How important is budget when furnishing and decorating a home? Budgets are what I call a narrowing factor. There is so much available to us right now in the world of decor and design- more than ever. Budgets help me to narrow all of the options and really help to focus the design.
What’s your favorite part of being an interior designer? I moved a lot growing up and home became sacred to me. I love the process of helping someone make their house into a home. Above all, I'm a collaborator. I really enjoy the dialogue that happens between me and my clients from start to finish. The finished product is far more dynamic when there is more than one perspective.
Do you have a favorite holiday tradition? Usually we travel to my husband’s family home outside of DC. I love hitting all the museums and galleries up there and then my husband and I always go to the same French restaurant in Georgetown for New Year’s Eve. It's such a refreshing way to start a new year - inspired and well fed!
If you could spend a day with anyone, dead or alive, who would it be and why? So hard to answer this one! I have some close family members that I would love to see but I know that a day wouldn't be enough. I'm thinking you mean someone famous or in the design world!! I never worked for a big designer so all of what I've had to learn in this business has been trial and error. I would love to have a day with someone like Charlotte Moss or Jeffrey Bilhuber. I'd come equipped with a long list of questions!!
What’s your favorite color? I could never pick just one. Right now I'm having a moment with brown. I can't get enough!!
What’s your favorite India Amory print? Well I have quite a few in my repertoire but I've had my eye on the Big Sky tablecloth so I think that will be my next purchase!
What did you find most challenging this year? The uncertainty coupled with fear was the most difficult thing for me to handle. The not knowing what was next or how things were going to pan out. Obviously we never really know what's going to happen next but it's usually easier to falsely believe that we have some control! I’m also a bit of a gypsy soul. I have to move and travel and see new things so feeling stuck has been a challenge.

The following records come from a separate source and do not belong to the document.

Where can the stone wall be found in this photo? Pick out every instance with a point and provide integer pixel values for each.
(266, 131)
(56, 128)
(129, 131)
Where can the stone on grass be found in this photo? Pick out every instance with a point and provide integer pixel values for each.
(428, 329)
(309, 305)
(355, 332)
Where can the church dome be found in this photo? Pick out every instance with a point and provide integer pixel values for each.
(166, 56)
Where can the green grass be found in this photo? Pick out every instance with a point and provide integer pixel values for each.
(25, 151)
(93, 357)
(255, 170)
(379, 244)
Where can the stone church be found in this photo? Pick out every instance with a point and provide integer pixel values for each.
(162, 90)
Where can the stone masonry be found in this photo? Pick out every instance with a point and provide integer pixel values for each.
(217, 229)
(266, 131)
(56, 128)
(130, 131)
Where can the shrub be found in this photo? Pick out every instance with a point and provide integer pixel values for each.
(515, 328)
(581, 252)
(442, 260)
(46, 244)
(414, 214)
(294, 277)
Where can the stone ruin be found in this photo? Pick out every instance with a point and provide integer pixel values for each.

What are three things you’re grateful for? I feel grateful every day to be where I am, doing what I do with three beautiful children and a supportive husband. It’s also a blessing to have so many amazing clients keeping my life full of beauty and creativity. Professionally, I’m busier than ever and I’m constantly pinching myself. How did I get so lucky?
What are two things you learned while at Marchutz? Most of all, the French taught me the art of living well- and beautifully. While there, I realized that I absolutely had to follow my creative pursuits because it was the only way I’d be happy and fulfilled. The Marchutz School laid the foundation for how I still create my spaces today- treating each one like a blank canvas and building it stroke after stroke.

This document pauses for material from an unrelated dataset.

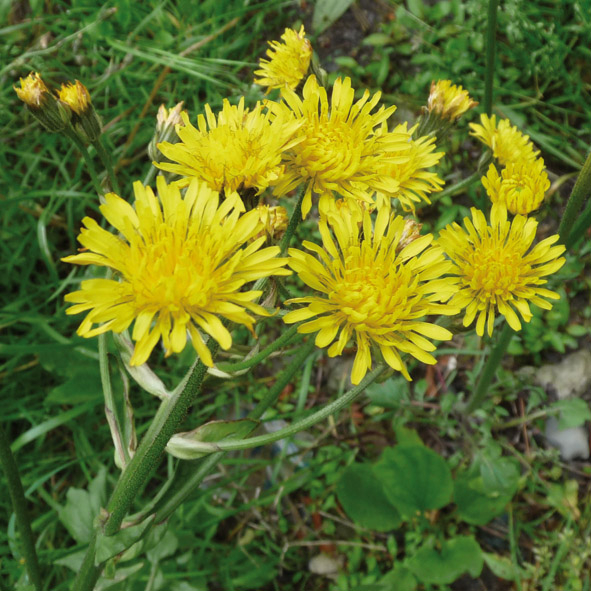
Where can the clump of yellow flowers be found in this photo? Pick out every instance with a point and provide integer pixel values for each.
(183, 260)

Can you tell us about your journey with the Halsted House and what it’s been like renovating it? The Halsted House has been a most beautiful distraction and escape during such a wild time! We purchased the home in February and renovations started in March. The house had sat on the market for almost a year until one day it popped up on my real estate search alerts and I knew immediately- it was just my kind of house- built in the 50s and never touched. I worked with a small local contractor up in Highlands and I designed everything from start to finish. We completed it in October in time for Southern Living to come and photograph, so keep an eye out for it in a Fall 2021 issue.